Recently retired, Carole Seddon is residing in the Fethering the cottage she purchased with her ex-husband. Theree she maintains a quiet and sensible life with the companionship of Gulliver, her Labrador retriever. But everything changes when she and Gulliver, while taking their daily constitutional, find a corpse on the beach. What's more, there are two wounds on its neck. The body mysteriously disappears and the police dismiss Carole as a befuddled middle-aged woman. She almost starts to believe it herself...until a stranger threatens her to keep quiet or else.
Unable to contain her anxiety, Carole confides in her eccentric neighbor, Jude—who suggests that if the police cannot be bothered to catch a killer, maybe they should do it themselves.

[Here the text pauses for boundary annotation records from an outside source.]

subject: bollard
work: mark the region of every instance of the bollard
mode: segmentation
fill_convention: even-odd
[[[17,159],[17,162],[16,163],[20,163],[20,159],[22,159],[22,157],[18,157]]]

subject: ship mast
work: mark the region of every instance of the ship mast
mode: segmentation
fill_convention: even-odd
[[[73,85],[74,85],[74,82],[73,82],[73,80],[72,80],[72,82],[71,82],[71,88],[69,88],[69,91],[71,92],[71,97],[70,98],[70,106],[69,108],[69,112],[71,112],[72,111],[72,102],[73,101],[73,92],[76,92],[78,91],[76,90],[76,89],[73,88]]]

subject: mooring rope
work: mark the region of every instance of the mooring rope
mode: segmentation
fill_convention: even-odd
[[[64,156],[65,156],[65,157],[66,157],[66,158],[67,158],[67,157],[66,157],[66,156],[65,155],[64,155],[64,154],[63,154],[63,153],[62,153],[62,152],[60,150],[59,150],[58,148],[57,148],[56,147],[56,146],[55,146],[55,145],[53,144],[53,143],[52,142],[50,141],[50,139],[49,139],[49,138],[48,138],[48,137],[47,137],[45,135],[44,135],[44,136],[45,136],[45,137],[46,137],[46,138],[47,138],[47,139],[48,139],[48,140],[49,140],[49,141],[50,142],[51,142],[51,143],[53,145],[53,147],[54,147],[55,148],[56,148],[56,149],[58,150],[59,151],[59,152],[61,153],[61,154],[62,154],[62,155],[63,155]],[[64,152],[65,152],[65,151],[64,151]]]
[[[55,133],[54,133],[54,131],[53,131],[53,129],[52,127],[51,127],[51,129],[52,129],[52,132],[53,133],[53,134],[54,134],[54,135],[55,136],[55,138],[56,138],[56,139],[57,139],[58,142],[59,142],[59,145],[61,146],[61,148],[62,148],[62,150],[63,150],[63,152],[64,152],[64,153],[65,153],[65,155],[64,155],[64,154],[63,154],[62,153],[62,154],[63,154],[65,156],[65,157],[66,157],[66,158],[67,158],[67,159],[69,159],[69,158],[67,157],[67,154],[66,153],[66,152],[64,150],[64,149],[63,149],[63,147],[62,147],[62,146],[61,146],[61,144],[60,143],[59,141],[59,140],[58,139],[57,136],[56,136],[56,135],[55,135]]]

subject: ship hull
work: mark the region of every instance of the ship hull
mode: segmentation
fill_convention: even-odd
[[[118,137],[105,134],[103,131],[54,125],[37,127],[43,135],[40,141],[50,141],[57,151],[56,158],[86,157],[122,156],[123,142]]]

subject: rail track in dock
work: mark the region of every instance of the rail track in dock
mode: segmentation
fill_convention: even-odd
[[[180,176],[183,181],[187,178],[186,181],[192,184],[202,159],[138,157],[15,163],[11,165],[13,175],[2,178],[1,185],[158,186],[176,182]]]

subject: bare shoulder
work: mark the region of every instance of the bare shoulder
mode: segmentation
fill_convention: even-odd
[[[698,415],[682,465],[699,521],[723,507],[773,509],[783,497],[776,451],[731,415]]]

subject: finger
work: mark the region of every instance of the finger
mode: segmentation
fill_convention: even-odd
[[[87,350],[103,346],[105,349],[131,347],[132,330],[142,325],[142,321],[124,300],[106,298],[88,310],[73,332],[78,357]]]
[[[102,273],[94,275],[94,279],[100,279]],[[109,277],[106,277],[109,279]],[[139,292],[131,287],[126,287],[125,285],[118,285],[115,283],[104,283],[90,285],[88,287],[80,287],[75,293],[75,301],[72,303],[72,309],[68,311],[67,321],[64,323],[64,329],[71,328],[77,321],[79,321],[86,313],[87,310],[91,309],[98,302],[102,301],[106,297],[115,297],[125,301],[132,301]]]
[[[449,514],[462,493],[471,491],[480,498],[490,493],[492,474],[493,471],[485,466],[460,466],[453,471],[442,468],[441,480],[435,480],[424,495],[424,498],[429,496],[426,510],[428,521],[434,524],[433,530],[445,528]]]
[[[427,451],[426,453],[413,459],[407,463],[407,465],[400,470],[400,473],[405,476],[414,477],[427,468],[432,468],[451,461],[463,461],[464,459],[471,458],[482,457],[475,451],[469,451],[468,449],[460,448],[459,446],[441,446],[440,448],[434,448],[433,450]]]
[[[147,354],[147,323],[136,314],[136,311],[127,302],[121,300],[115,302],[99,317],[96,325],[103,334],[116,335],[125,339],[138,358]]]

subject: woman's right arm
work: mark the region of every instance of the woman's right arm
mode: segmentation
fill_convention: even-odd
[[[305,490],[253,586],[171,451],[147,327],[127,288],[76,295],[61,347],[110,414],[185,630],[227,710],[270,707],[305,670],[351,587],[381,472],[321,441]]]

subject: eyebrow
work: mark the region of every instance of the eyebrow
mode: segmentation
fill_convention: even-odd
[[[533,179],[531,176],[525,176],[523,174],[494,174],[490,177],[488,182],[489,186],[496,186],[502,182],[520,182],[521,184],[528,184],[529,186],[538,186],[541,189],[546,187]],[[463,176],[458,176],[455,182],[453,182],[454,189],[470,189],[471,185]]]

Pungent wit flows razor-sharp out of Howard; each word is uttered with an exactitude that perfectly mirrors the droll social commentary that sets Brett's book apart from the rest of its genre. Line after line, Howard evokes characters and milieu. Great fun!
About the Author
SIMON BRETT worked as a producer with BBC radio before turning to writing full-time. A former president of Britain's Crime Writers Association, he is the creator of the Mrs. Pargeter mysteries and the Charles Paris series as well as the Fethering mysteries. He lives in the South of England with his family.